(I’ve only just started Always Sometimes Monsters, so this isn’t a review. Not really even a first impression. More an observation about videogames in general.)
Always Sometimes Monsters is an, uh, life simulator or something. You walk around, talk to people, try to make ends meet, question your morality, etc. It’s like a more interactive take on the visual novel. Still heavy on narrative, with branching storylines and plenty of dialogue, but offering more of a chance to explore the world. One point early in the game struck a chord with me. It’s a simple, effective setup: You meet your elderly neighbor in the hallway as your leave your apartment building and she invites you over to have dinner. If you follow up on the offer, you and she can have a lovely conversation about your old significant others (hers actually died, you just broke up with yours). It’s a beautifully written scene with a certain human touch that resonated with me. This rarely happens in videogames. When was the last time you played a game where you could sit down and have a pleasant conversation with an old woman? I can think of dozens of games about killing people in a jungle but I can think of so very few about making a new friend.
Now, sure, early video games had to rely on simple gameplay mechanics because 1) technological restrictions and 2) that style of play is addicting and easy to pick up, making it more economically appealing to the producers. While it’s incredibly convenient for anybody to sit down at a computer and make a game nowadays, that second hurdle has yet to be overcome. The majority of mainstream games–with many variants, granted–are still at their core about shooting and hitting things.

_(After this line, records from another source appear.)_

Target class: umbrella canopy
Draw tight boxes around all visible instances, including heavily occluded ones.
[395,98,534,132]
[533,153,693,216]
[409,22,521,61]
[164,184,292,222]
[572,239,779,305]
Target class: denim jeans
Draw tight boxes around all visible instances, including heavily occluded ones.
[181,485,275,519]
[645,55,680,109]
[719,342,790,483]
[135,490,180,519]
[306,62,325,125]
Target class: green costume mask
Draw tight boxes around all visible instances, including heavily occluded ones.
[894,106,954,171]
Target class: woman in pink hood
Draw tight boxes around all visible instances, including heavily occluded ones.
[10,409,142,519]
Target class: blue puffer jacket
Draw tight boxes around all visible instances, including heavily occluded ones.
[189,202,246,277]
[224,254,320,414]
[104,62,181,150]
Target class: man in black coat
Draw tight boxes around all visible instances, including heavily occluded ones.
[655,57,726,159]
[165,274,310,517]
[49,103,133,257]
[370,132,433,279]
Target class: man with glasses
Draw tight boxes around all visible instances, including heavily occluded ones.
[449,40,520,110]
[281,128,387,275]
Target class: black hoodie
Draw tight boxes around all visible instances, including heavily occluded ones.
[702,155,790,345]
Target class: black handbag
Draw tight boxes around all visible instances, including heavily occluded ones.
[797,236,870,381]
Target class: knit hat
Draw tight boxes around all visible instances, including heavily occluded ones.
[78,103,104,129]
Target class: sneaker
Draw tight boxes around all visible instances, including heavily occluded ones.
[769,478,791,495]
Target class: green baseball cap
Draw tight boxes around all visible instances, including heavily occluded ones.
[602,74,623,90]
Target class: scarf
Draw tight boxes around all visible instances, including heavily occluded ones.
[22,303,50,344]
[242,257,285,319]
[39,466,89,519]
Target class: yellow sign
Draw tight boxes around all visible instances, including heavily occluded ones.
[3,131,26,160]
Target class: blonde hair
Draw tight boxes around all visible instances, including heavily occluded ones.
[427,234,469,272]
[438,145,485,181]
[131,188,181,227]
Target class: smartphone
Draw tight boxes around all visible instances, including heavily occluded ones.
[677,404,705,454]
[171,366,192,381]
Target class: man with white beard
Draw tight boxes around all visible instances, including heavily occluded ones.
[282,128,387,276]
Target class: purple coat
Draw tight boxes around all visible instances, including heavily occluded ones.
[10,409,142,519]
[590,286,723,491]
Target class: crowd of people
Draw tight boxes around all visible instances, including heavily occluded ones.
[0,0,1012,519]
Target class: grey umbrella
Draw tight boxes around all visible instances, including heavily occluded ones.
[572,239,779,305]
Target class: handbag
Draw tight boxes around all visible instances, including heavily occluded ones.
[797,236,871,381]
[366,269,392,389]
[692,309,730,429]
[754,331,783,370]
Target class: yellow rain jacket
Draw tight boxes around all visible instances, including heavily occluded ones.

We’re getting better, I know. The cinematic edge of modern gaming offers us a ton of opportunities to reach for this human touch. The Darkness, despite being largely of the “shooting and hitting things” persuasion, briefly pauses its mayhem to let you sit down and chill with your girlfriend for an evening. The emotional pull of The Last of Us is what really sold that game. Even the basic premise of Far Cry 4 involves the tear-jerk-worthy act of spreading your mother’s ashes in her home country. But those games still involve lots and lots of running around while shooting and hitting things.
There’s nothing essentially wrong with a game about running around while shooting and hitting things. The problem is almost every mainstream game boils down to that basic gameplay mechanic. I’d be really interested in seeing a conversation-with-old-lady simulator with Heavy Rain-level production values.